A push to better regulate the sale of fireworks in Shanghai prior to next year's Spring Festival has a nice payoff for local residents, two pyrotechnic shows in Huangxing Park later this month.
The city has invited 80 fireworks manufacturers from around the country to demonstrate their wares on October 25 and 27 in the park. The companies will be competing for 20 licenses to sell their goods legally in the city, with their fireworks judged of safety and aesthetic quality by a jury of government officials. Admission to the shows is 50 yuan (US$6) per person.
The city wants to expand the number of companies that are allowed to sell fireworks legally in Shanghai in an effort to cut down the amount of illegal products sold in the city.
Local citizens spend 25 million to 30 million yuan on the fireworks every year, mostly to celebrate the arrival of a Chinese new year during the Spring Festival.
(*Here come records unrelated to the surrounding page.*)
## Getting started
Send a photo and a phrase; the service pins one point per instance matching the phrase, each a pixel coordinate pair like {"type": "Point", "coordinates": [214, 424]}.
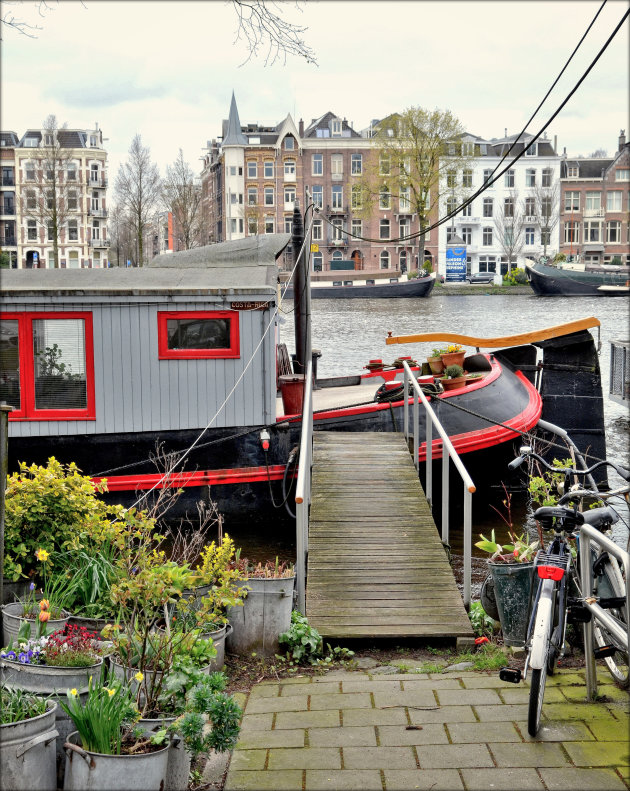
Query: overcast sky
{"type": "Point", "coordinates": [166, 70]}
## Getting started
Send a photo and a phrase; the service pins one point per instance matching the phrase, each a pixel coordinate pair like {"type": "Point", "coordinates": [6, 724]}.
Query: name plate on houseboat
{"type": "Point", "coordinates": [249, 305]}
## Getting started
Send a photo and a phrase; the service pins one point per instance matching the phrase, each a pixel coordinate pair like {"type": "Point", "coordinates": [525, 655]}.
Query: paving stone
{"type": "Point", "coordinates": [354, 717]}
{"type": "Point", "coordinates": [503, 780]}
{"type": "Point", "coordinates": [599, 753]}
{"type": "Point", "coordinates": [307, 719]}
{"type": "Point", "coordinates": [573, 731]}
{"type": "Point", "coordinates": [311, 689]}
{"type": "Point", "coordinates": [398, 735]}
{"type": "Point", "coordinates": [378, 757]}
{"type": "Point", "coordinates": [248, 759]}
{"type": "Point", "coordinates": [479, 732]}
{"type": "Point", "coordinates": [341, 700]}
{"type": "Point", "coordinates": [251, 740]}
{"type": "Point", "coordinates": [461, 755]}
{"type": "Point", "coordinates": [312, 758]}
{"type": "Point", "coordinates": [443, 714]}
{"type": "Point", "coordinates": [534, 754]}
{"type": "Point", "coordinates": [343, 780]}
{"type": "Point", "coordinates": [471, 697]}
{"type": "Point", "coordinates": [264, 705]}
{"type": "Point", "coordinates": [584, 779]}
{"type": "Point", "coordinates": [348, 736]}
{"type": "Point", "coordinates": [423, 780]}
{"type": "Point", "coordinates": [288, 780]}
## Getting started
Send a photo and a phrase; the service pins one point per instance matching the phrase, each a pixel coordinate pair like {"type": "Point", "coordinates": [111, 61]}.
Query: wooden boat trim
{"type": "Point", "coordinates": [494, 343]}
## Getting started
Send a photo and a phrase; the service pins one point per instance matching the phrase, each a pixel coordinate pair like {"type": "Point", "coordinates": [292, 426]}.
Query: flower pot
{"type": "Point", "coordinates": [436, 365]}
{"type": "Point", "coordinates": [27, 753]}
{"type": "Point", "coordinates": [453, 384]}
{"type": "Point", "coordinates": [453, 358]}
{"type": "Point", "coordinates": [12, 619]}
{"type": "Point", "coordinates": [512, 592]}
{"type": "Point", "coordinates": [88, 771]}
{"type": "Point", "coordinates": [263, 617]}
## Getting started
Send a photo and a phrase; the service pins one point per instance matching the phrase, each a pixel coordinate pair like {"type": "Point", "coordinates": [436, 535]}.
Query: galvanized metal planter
{"type": "Point", "coordinates": [27, 753]}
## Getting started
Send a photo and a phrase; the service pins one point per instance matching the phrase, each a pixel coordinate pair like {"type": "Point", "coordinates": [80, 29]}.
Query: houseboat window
{"type": "Point", "coordinates": [47, 366]}
{"type": "Point", "coordinates": [190, 335]}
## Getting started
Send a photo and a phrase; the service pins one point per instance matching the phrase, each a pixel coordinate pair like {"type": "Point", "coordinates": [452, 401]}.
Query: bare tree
{"type": "Point", "coordinates": [509, 221]}
{"type": "Point", "coordinates": [415, 150]}
{"type": "Point", "coordinates": [181, 195]}
{"type": "Point", "coordinates": [262, 27]}
{"type": "Point", "coordinates": [53, 195]}
{"type": "Point", "coordinates": [138, 189]}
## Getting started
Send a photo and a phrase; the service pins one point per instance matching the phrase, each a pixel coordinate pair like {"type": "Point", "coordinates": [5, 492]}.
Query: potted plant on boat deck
{"type": "Point", "coordinates": [453, 378]}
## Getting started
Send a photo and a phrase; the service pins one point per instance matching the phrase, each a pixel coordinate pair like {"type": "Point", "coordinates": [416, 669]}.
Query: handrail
{"type": "Point", "coordinates": [506, 340]}
{"type": "Point", "coordinates": [589, 534]}
{"type": "Point", "coordinates": [448, 452]}
{"type": "Point", "coordinates": [303, 489]}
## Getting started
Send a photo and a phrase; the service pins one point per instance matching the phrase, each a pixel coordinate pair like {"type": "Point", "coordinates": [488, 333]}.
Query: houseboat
{"type": "Point", "coordinates": [115, 369]}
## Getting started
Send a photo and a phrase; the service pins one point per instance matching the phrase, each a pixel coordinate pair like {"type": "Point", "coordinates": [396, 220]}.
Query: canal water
{"type": "Point", "coordinates": [351, 332]}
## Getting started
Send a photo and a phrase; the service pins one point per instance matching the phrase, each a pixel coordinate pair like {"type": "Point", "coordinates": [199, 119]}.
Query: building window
{"type": "Point", "coordinates": [571, 201]}
{"type": "Point", "coordinates": [572, 232]}
{"type": "Point", "coordinates": [185, 335]}
{"type": "Point", "coordinates": [613, 231]}
{"type": "Point", "coordinates": [336, 165]}
{"type": "Point", "coordinates": [613, 201]}
{"type": "Point", "coordinates": [385, 199]}
{"type": "Point", "coordinates": [48, 365]}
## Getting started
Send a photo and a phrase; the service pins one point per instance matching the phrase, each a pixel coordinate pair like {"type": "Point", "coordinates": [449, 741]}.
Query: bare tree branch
{"type": "Point", "coordinates": [262, 27]}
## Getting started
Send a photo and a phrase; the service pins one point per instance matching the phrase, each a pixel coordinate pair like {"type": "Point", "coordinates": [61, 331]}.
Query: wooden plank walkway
{"type": "Point", "coordinates": [376, 564]}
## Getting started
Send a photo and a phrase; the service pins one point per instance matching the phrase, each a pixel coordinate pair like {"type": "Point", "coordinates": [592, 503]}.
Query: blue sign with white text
{"type": "Point", "coordinates": [455, 264]}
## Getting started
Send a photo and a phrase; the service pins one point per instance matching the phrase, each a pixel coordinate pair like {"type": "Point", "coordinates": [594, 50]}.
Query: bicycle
{"type": "Point", "coordinates": [553, 605]}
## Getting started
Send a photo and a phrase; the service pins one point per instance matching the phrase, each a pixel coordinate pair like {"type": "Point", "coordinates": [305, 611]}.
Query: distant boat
{"type": "Point", "coordinates": [578, 280]}
{"type": "Point", "coordinates": [353, 285]}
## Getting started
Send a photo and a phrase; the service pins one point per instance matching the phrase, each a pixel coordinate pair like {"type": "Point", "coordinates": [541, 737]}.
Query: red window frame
{"type": "Point", "coordinates": [233, 351]}
{"type": "Point", "coordinates": [27, 410]}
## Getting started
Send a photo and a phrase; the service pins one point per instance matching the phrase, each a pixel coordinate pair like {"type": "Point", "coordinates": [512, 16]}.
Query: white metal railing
{"type": "Point", "coordinates": [303, 489]}
{"type": "Point", "coordinates": [448, 452]}
{"type": "Point", "coordinates": [621, 636]}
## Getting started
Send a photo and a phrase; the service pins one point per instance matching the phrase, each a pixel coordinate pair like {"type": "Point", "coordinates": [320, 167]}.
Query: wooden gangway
{"type": "Point", "coordinates": [376, 564]}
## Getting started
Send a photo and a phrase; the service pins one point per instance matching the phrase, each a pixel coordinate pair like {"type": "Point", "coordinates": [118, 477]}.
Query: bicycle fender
{"type": "Point", "coordinates": [542, 627]}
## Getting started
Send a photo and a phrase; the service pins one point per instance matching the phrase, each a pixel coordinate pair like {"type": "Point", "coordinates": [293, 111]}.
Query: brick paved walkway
{"type": "Point", "coordinates": [439, 732]}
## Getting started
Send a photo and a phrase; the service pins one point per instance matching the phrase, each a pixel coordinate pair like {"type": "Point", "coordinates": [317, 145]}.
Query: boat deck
{"type": "Point", "coordinates": [376, 564]}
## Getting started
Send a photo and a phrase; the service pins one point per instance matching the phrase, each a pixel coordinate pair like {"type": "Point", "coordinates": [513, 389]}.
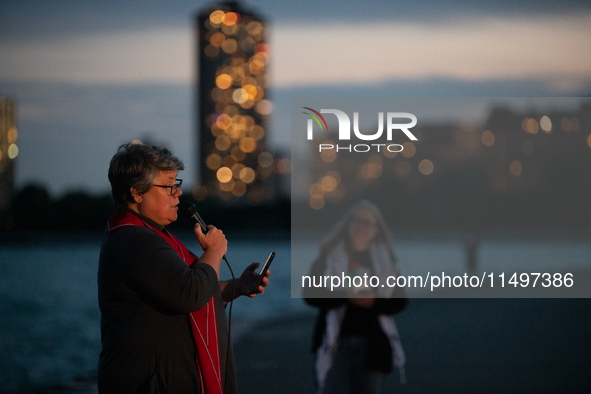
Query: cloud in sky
{"type": "Point", "coordinates": [480, 48]}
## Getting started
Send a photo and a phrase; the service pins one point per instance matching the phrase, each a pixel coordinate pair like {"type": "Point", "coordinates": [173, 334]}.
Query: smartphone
{"type": "Point", "coordinates": [262, 274]}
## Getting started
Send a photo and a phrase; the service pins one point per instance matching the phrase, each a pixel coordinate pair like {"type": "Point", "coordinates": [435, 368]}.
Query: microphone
{"type": "Point", "coordinates": [189, 211]}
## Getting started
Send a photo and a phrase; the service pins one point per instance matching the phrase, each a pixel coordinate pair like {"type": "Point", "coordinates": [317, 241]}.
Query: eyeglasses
{"type": "Point", "coordinates": [174, 189]}
{"type": "Point", "coordinates": [364, 223]}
But only about 8 million yuan worth of those fireworks are bought from legal sources.
The Shanghai Fire Control Bureau will begin a strict citywide campaign to crack down on illegal fireworks next month, officials said, noting that many manufacturers from other provinces begin shipping their goods to the city well before Spring Festival, which falls on February 1 next year.
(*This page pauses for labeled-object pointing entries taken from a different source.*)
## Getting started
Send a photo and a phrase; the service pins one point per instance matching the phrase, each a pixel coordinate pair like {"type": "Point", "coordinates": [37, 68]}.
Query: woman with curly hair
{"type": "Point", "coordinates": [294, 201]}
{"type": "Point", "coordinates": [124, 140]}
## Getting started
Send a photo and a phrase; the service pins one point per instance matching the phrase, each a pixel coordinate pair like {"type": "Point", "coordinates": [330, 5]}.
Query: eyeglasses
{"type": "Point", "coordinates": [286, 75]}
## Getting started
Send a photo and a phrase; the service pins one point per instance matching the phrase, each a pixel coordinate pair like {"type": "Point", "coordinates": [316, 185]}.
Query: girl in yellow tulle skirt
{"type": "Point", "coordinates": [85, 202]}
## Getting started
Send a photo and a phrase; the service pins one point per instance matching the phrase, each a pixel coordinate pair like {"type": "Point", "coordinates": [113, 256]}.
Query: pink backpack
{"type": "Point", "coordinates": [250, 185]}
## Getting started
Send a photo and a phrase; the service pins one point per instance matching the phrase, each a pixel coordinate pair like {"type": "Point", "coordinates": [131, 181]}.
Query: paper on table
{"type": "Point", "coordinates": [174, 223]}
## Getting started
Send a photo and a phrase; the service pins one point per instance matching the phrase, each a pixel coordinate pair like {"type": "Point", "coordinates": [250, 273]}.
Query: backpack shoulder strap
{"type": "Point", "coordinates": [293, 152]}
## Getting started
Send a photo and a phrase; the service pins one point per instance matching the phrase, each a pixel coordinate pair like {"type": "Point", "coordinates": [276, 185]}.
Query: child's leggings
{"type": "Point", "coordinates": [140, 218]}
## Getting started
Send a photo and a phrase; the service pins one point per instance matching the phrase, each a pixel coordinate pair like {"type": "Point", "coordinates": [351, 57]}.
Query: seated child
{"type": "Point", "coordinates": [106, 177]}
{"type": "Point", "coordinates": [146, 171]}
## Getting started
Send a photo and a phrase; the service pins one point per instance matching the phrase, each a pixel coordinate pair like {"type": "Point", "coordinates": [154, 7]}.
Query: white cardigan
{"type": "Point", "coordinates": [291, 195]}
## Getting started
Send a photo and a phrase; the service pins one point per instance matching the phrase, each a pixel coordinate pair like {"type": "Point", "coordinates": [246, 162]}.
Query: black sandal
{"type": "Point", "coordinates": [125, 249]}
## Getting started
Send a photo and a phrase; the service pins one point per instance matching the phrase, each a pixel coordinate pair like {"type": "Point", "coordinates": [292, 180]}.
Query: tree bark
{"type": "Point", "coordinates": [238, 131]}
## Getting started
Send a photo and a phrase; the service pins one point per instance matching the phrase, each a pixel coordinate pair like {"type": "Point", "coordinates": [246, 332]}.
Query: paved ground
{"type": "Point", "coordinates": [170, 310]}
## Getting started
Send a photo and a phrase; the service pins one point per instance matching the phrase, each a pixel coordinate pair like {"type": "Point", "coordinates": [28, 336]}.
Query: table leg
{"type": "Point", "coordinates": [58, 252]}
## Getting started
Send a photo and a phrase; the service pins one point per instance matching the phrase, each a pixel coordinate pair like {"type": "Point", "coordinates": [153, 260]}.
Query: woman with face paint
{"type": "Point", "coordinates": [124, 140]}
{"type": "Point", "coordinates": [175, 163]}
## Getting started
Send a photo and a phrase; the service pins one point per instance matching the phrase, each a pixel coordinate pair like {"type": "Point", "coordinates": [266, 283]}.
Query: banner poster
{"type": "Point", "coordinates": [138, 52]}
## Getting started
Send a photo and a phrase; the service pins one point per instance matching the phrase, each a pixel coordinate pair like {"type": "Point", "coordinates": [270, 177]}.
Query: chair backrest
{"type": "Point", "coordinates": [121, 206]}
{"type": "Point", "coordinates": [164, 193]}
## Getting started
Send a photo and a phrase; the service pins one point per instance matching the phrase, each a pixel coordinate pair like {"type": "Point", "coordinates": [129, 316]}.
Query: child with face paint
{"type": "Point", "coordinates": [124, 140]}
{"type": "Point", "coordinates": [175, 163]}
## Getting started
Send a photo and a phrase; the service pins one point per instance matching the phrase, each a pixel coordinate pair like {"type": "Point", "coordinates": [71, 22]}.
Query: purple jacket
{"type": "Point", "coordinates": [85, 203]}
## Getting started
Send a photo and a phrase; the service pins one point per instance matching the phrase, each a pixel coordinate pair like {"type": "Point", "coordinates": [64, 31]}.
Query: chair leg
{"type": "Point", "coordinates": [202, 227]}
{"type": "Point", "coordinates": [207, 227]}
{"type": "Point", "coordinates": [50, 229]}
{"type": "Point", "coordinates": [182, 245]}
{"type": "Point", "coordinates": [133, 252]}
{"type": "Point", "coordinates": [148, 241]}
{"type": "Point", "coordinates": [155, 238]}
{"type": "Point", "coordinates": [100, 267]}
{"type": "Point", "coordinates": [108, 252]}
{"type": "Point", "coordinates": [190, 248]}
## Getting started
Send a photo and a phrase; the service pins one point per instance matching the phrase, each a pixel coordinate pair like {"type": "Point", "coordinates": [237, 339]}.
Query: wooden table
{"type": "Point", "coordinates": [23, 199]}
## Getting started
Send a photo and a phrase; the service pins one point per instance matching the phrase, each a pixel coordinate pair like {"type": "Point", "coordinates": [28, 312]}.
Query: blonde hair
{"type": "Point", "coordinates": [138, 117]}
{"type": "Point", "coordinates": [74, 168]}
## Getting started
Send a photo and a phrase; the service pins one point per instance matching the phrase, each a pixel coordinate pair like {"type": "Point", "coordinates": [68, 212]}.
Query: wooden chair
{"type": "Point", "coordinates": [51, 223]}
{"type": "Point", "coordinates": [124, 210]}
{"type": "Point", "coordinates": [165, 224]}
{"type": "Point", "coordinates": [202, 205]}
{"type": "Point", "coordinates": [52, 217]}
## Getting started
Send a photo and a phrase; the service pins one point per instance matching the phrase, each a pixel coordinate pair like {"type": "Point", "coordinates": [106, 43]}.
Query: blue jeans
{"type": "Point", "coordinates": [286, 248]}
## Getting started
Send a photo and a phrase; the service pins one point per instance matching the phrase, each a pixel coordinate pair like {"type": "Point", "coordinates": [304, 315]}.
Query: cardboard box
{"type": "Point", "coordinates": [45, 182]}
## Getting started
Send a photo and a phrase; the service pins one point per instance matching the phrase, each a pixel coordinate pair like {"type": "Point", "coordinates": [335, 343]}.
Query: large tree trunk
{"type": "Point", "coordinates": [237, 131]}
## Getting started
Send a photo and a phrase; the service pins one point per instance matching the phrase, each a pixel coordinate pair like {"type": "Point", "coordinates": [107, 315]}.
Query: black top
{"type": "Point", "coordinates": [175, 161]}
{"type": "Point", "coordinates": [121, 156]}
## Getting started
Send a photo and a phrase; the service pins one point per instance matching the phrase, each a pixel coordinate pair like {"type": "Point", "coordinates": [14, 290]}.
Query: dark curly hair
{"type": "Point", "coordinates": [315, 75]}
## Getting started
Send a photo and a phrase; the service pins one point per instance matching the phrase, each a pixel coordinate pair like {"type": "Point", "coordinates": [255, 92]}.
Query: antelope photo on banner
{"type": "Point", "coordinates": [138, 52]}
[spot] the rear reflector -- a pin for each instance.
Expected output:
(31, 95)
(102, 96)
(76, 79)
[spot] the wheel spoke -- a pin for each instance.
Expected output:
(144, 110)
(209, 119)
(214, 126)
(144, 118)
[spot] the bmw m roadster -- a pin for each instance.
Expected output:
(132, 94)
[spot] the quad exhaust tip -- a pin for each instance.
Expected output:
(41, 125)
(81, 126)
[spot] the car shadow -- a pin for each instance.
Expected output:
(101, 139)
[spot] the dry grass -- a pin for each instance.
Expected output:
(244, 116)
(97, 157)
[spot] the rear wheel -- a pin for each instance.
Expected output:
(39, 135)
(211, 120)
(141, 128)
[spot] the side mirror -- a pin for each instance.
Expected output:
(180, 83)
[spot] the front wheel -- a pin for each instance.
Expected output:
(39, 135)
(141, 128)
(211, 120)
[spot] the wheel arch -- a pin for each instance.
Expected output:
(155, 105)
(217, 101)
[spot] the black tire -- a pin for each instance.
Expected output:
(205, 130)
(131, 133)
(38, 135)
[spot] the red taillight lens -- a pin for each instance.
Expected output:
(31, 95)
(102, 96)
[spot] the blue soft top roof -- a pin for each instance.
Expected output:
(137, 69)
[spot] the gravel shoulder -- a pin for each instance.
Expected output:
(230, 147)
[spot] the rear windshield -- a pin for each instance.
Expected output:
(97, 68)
"All the illegal fireworks we find in the local market come from nearby provinces as Shanghai has no plant for making fireworks," said Zhou Meiliang of the Fire Control Bureau.
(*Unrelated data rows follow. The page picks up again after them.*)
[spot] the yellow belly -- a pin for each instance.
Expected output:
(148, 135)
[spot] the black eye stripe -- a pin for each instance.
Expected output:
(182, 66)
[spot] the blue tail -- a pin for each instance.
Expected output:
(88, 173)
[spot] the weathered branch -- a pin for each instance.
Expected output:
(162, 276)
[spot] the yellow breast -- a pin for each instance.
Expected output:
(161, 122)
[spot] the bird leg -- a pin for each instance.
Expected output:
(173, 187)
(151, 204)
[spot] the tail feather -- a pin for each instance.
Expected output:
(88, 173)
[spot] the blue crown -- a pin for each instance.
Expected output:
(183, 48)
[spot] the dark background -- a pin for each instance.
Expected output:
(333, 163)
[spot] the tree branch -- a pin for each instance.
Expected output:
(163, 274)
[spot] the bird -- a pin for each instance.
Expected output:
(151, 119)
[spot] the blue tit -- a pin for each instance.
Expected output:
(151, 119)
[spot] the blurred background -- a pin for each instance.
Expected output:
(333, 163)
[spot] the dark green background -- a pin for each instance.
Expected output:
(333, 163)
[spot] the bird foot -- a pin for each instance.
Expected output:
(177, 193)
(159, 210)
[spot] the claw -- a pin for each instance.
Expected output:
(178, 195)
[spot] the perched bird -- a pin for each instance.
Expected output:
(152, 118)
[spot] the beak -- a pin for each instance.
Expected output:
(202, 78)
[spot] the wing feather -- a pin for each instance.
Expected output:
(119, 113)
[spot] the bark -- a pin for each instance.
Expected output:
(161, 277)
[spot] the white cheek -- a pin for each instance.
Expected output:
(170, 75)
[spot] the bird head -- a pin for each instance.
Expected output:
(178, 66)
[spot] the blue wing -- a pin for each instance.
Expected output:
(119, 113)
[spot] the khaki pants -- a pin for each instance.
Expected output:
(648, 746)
A warehouse raid on September 9 by local cops indicates that some companies have already begun export fireworks to Shanghai. Police found 649 boxes of illegal pyrotechnics, valued at more than 200,000 yuan, in a storehouse in Baoshan District.
On Tuesday, city authorities issued their annual announcement about where and when local residents can set off fireworks during the festival - a regulation that has been routinely ignored in the past.
Fireworks are banned in many busy downtown areas, including Lujiazui, streets around People's Square and along Nanjing Road, and can only be set off between 8 p.m. and 12:30 a.m. during the New Year's eve and the first four days of the Spring Festival, or Chinese Lunar New Year, holiday.
"Officers will patrol the streets during the festival and will first warn people who violate the ban. If people don't listen to the warning, officers will confiscate their fireworks, though we don't want to destroy people's happy mood at that time," said Chen Hangen, vice director of the bureau.
The various regulations are meant to prevent injuries and fires started by poor- quality fireworks. In 2000, two people were killed while setting off illegal fireworks.